Characterization of the Dedekind and countably Dedekind extensions of the lattice linear space of continuous bounded functions by means of order boundaries

In 1872 R. Dedekind constructed the set of real numbers $\mathbb{R}$ as a certain extension of the set of rational numbers $\mathbb{Q}$ by taking countable order regular cuts. This method was generalized and applied by G. MacNeille to some ordered mathematical systems. In this article the Dedekind – MacNeille method is applied to the mathematical system $C$ generated by the family $C_b(T,\mathcal{G})$ of all continuous bounded functions $f\colon T\to\mathbb{R}$ on the Tikhonov topological space $(T,\mathcal{G})$.
We consider Dedekind extension $C\!\longrightarrow D(C)$, and also countably Dedekind extension $C\!\longrightarrow D^0(C)$ as a closer analogue of the classical extension $\mathbb{Q}\!\longrightarrow\mathbb{R}$. Functional-factor descriptions of these extensions are given through families of functions uniform with respect to ensembles of subsets of the set $T$ having the Stone property and the Stone cozero property.
Characterizations of these extensions are given as some completions of the lattice linear space $C$ endowed with some local structure of ideal refinement.

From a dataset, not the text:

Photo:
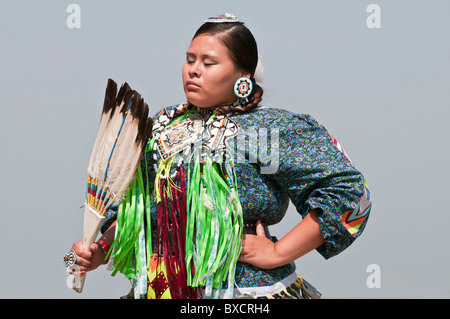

The functional description and characterization of the countable Dedekind extension $C\!\longrightarrow D^0(C)$ turn out to be surprisingly similar with the functional description and characterization of the Riemannian extension $C\!\longrightarrow R_{\mu}$ generated by the factor-family of all functions on the Tikhonov space $(T,\mathcal{G})$ $\mu$-Riemann integrable with respect to a positive bounded Radon measure $\mu$.